A Backward Euler Method Based Thévenin Equivalent Integral Model for Full-bridge Modular Multi-level Converters

Abstract

–The Thévenin equivalent electromagnetic transient model of the full-bridge modular multi-level converter adopts Dommel's Algorithm to discretize individual capacitor to maintain the identity of each switching level and achieves significant CPU time savings. This article presents an enhanced integral full-bridge modular multi-level converter model with built-in efficient sorting algorithms.
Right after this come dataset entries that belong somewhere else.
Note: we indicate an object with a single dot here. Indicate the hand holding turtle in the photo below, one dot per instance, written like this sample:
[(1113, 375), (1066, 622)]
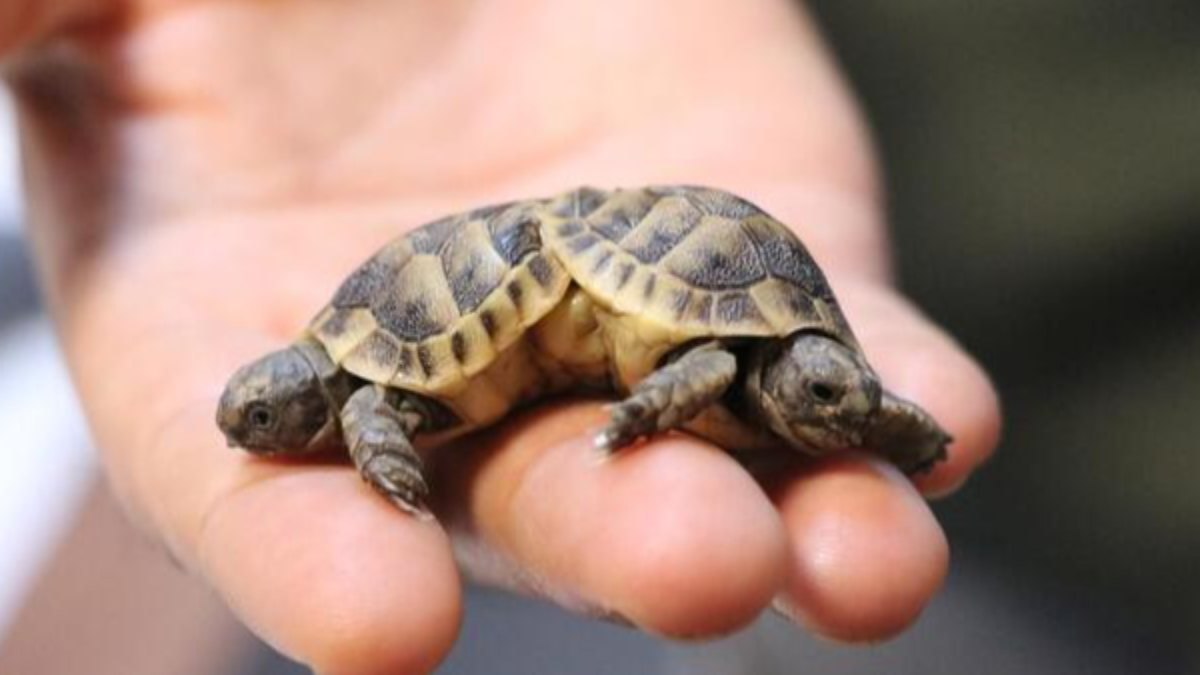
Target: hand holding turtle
[(196, 199)]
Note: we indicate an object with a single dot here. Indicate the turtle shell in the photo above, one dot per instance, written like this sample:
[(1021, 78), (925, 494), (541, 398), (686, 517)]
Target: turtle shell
[(693, 262), (437, 305)]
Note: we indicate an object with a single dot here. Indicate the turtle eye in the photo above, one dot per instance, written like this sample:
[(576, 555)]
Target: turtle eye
[(261, 417), (823, 392)]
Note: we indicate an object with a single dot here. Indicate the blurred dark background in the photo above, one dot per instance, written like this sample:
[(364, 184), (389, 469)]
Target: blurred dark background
[(1044, 171), (1043, 162)]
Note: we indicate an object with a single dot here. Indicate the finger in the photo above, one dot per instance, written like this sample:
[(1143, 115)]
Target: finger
[(919, 362), (672, 535), (329, 573), (306, 555), (868, 554)]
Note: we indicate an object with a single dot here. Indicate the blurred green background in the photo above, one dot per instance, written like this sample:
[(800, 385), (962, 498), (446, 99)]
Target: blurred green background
[(1043, 162)]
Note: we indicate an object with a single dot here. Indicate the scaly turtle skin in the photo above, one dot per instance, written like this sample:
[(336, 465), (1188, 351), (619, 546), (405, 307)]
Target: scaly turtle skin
[(695, 305)]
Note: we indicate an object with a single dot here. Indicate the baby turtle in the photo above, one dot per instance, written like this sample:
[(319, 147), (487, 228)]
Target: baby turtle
[(700, 309)]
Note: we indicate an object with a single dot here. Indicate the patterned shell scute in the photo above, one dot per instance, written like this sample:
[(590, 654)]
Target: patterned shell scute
[(437, 305), (697, 262)]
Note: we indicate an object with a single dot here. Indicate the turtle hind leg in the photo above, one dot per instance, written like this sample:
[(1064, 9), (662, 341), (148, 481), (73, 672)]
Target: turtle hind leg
[(907, 436), (378, 436), (671, 395)]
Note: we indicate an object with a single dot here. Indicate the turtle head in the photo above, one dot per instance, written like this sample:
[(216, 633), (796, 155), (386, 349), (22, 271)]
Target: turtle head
[(279, 404), (819, 394)]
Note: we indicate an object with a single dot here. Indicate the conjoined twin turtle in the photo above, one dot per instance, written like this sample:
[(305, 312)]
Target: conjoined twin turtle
[(700, 309)]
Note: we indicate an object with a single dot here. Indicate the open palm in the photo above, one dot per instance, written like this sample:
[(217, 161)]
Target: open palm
[(203, 174)]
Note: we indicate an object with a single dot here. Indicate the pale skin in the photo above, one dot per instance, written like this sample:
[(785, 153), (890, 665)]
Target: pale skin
[(202, 175)]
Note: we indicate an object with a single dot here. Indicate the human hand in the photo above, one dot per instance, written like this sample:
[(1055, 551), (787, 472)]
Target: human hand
[(202, 174)]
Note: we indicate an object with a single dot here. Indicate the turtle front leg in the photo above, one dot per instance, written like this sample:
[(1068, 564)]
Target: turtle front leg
[(906, 435), (378, 436), (671, 395)]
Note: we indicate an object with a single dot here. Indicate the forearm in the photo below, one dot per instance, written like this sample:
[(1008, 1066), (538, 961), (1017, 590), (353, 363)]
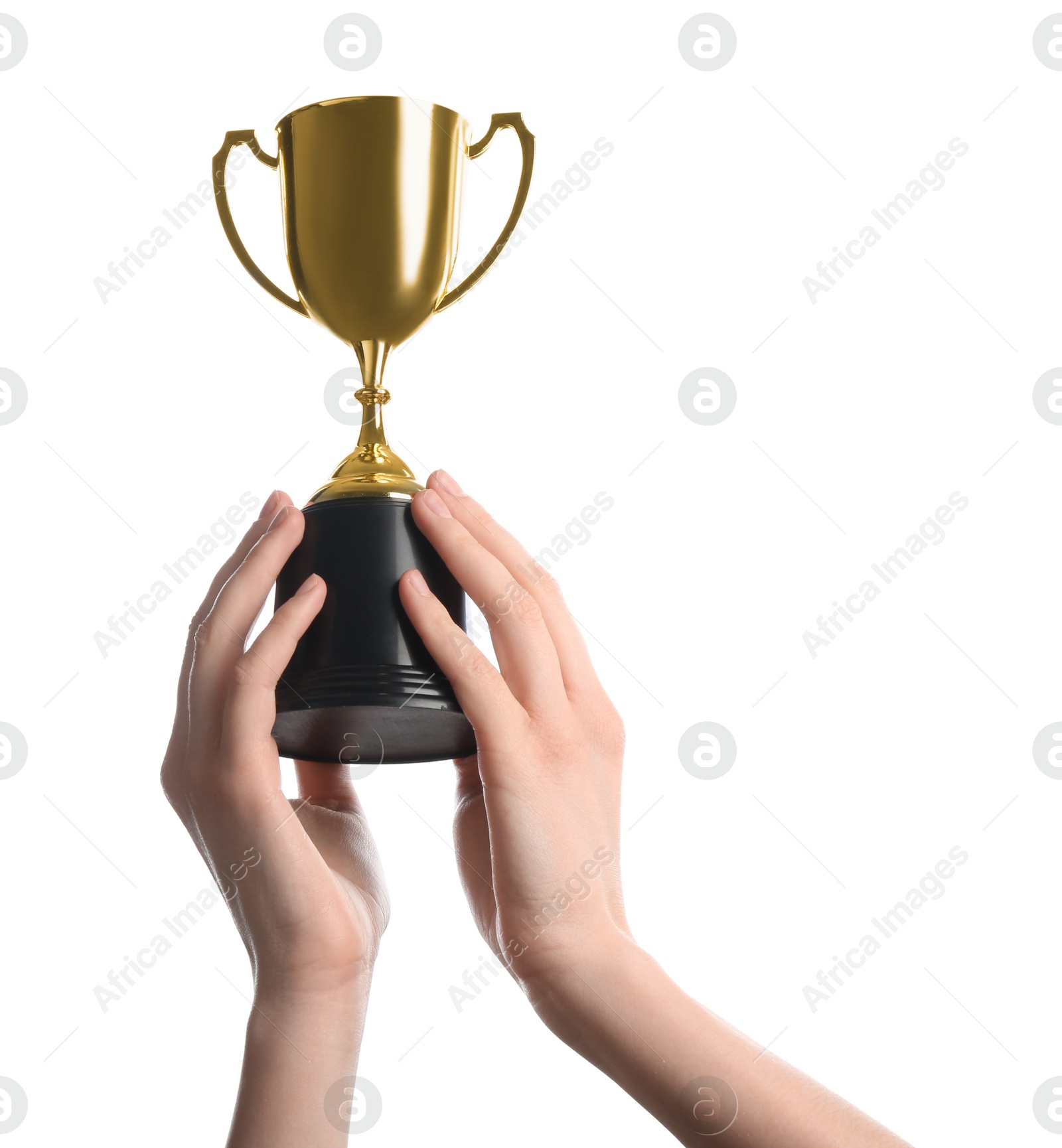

Basically it achieves further speedup from the traditional equivalent algorithm by assuming the switch's “OFF” condition as an ideal open circuit, by using the A-stable backward Euler integration method instead of the trapezoidal rule to discretize the individual capacitor in each sub-module and by using the proposed efficient capacitor voltage sorting algorithm. Then the blocking implementation method and the way to simulate the open and short-circuit faults of the internal full-bridge modular multi-level converter devices are also provided to make the full-bridge modular multi-level converter model complete and effective. The validity and scalabilities of the presented model are demonstrated using closed-loop simulation of a back-to-back high-voltage DC system and open-loop simulations of full-bridge modular multi-level converters. The results obtained from both demonstrations have shown that the presented integral model is able to accurately simulate the typical behaviors of the full-bridge modular multi-level converter during normal operation and AC/DC network transients.